If you write articles on article websites like Ezines or social media posts, make sure your article relates to your site too, for the same reason – where the page is relevant to your site, the vote will be more valuable.
Some sites are considered by Google and other search engines as authoritative. There are sites you will find in relation to your own website topic, which are ‘hubs’ for particular subjects. These are niche sites that will contain quality content on the subject and usually a comprehensive collection of links to good sites covering the subject area.
There’s no list of these sites anywhere so it’s not easy to track them down (try SEO Moz’s ‘juicy link finder’ though: http://www.seomoz.org/link-finder). Naturally you’ll stumble across them as you’ll be looking for on-topic sites to gain relevant links. A good place to start is Google’s page rank for the site (get the Mozilla Firefox plug in if you don’t have it already!) and Yahoo Site Explorer which records back links to a particular site.
Of course you can make an educated common sense guess on what’s an authoritative site for a particular topic. A section of a respected newspaper devoted to a particular topic like the Times online is likely to be considered authoritative.
Obtaining links on authoritative sites is also tough – you can contact them and ask them for a link but they are authoritative because they’re experts on a particular topic and aren’t likely to link to just anyone.
Search engines ‘trust’ some sites more than others, although unlike our notion of trust, it’s thought that this is usually based on calculation.

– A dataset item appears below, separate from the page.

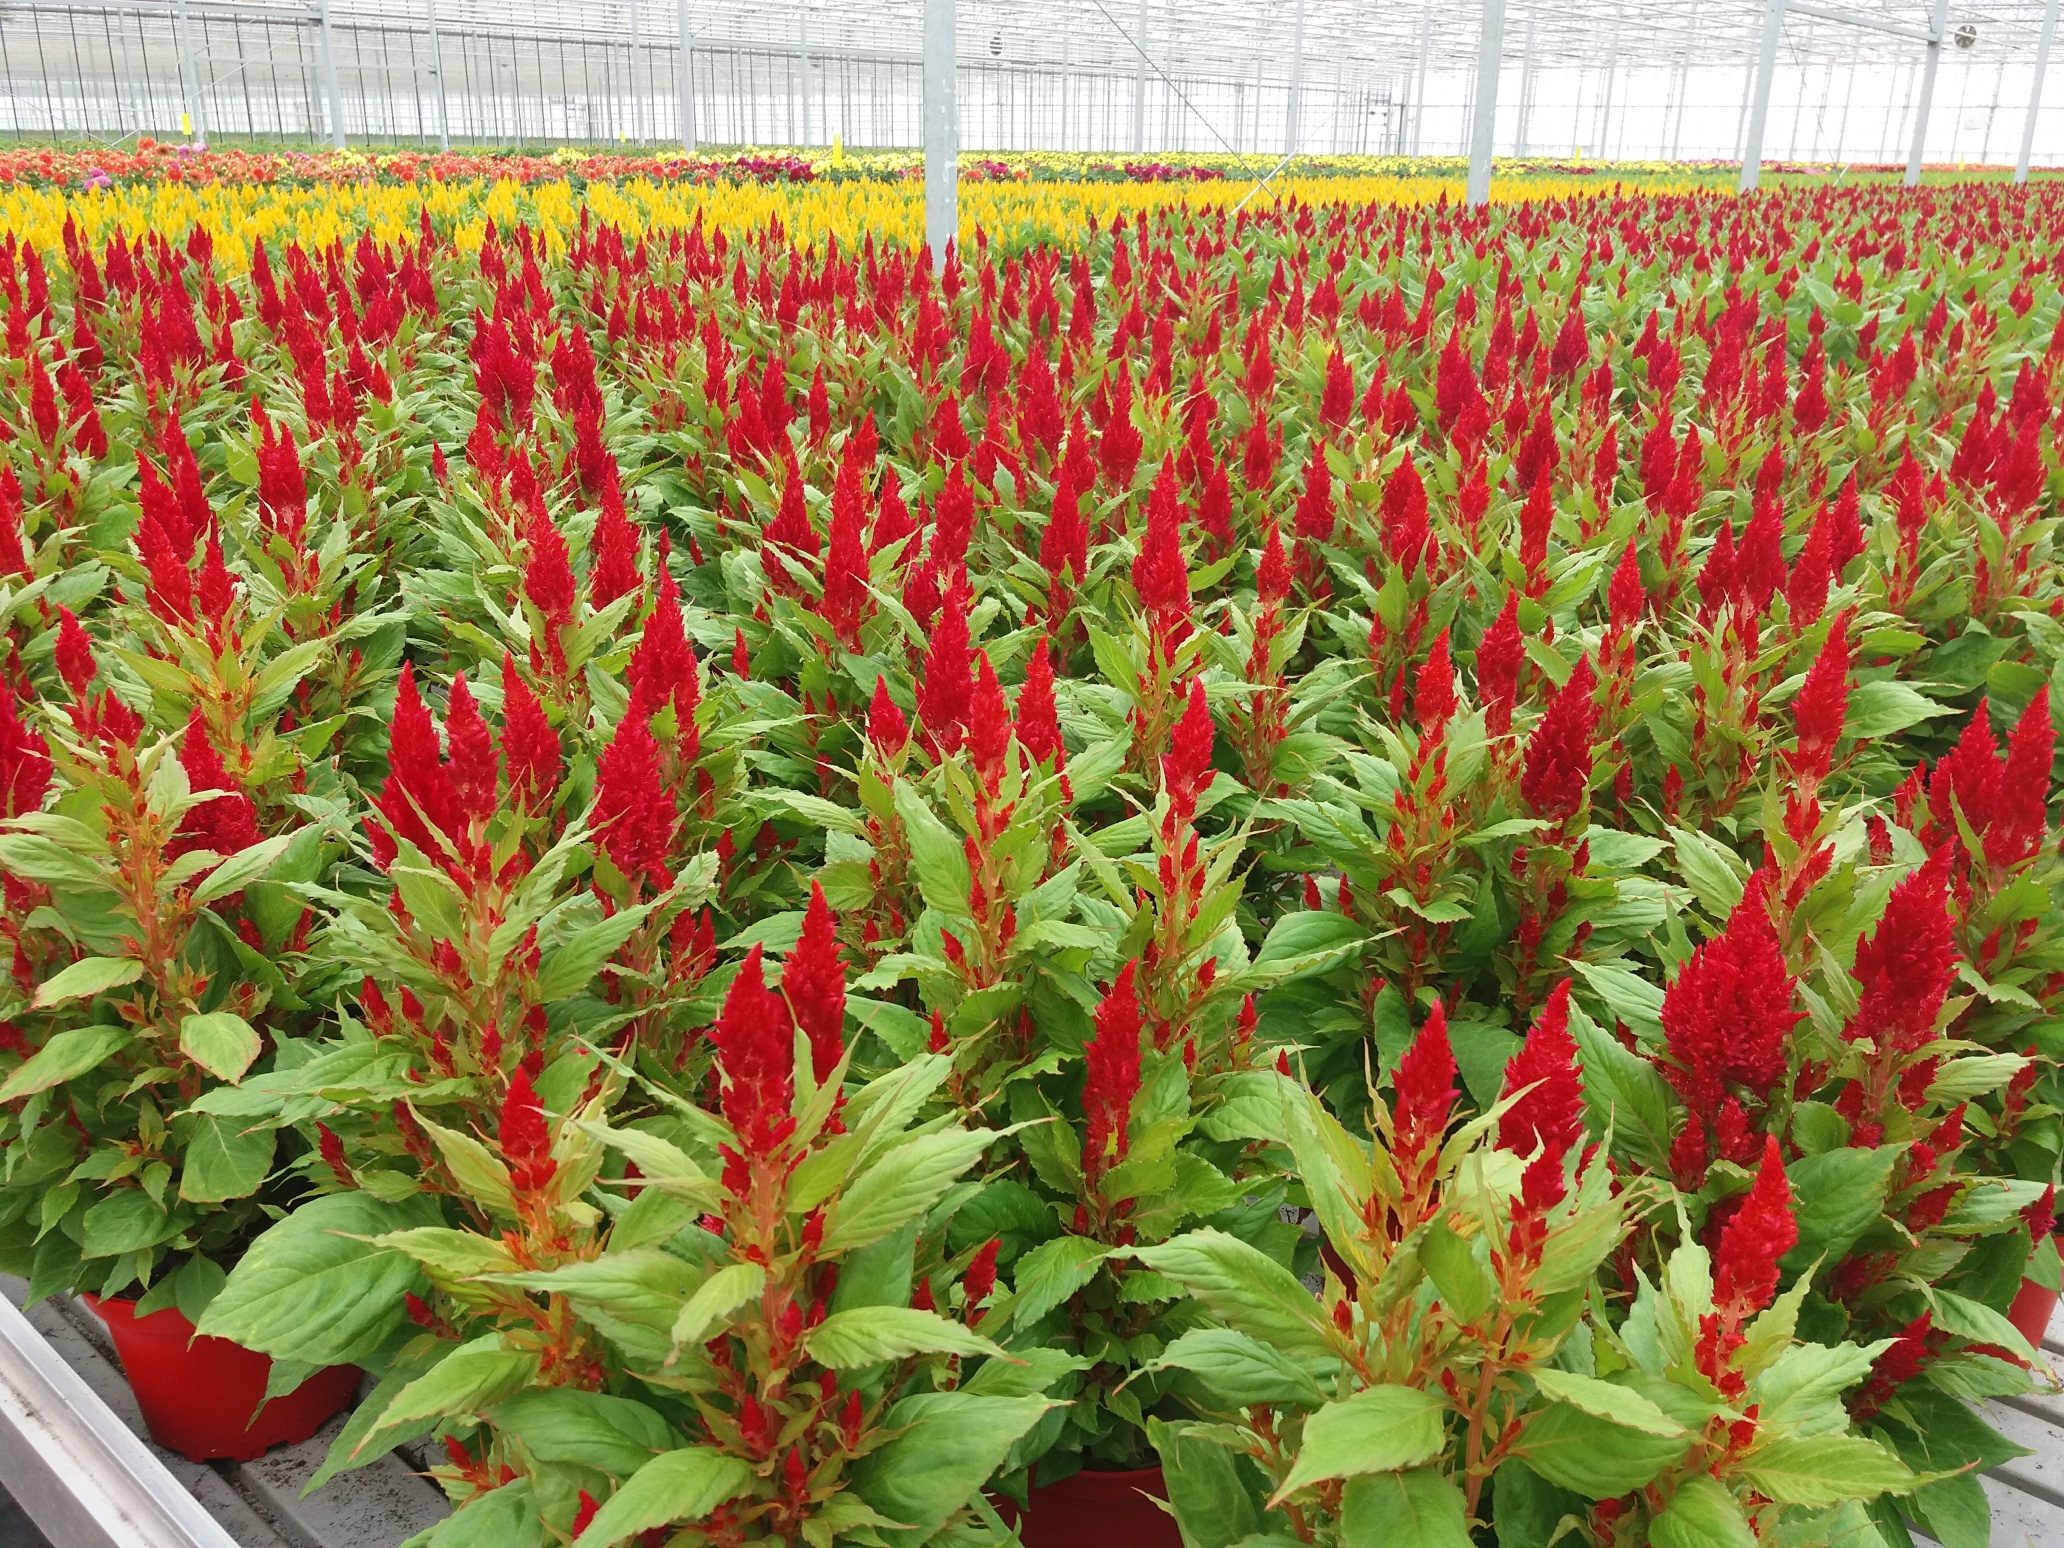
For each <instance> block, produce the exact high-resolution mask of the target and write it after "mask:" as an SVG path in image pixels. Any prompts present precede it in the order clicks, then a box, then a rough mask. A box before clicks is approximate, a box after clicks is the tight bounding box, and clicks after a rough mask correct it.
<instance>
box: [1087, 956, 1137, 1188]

It has been suggested that some engines will look at which other trusted websites link to your site – links from trusted sites improve your trust score. Others are based on manual reviews of some trust sites and then a calculation of your trust score on the basis of how many clicks you are away from those trusted sites. Whilst nobody knows for sure whether Google uses a trust algorithm, it is widely accepted that they do – thus, be careful that you obtain only links from good quality sites and never from link farms or non-relevant, spammy sites.
It is interesting to note that you should also be careful which sites you link to – linking to spammy sites could in fact reduce your trust ranking (sometimes called ‘reverse trust rank’).
Are EDU and GOV links better?
Some people think that links from .edu or .gov domain names are ‘better’. But this view is not shared amongst SEO experts. The reason is that there are many blogs, forums and websites which spammers use to get links to their websites. The search engines can’t therefore allow automatic trust just because of that domain extension.
However, there are many trusted authoritative edu sites. Those sites are trusted because they are well linked to and have quality content. So the benefit of a link from these sites is because they are trusted and authoritative, not because they have an edu or gov domain extension.
When is it useful to get non relevant links?
Non relevant links aren’t entirely without value. They can bring you extra traffic. They can also contribute to your page rank, albeit not in the way that relevant links can. Perhaps most importantly, when you’re looking to get new content spidered, a non-relevant link can help the search engines to find your new page. This is especially true of new websites.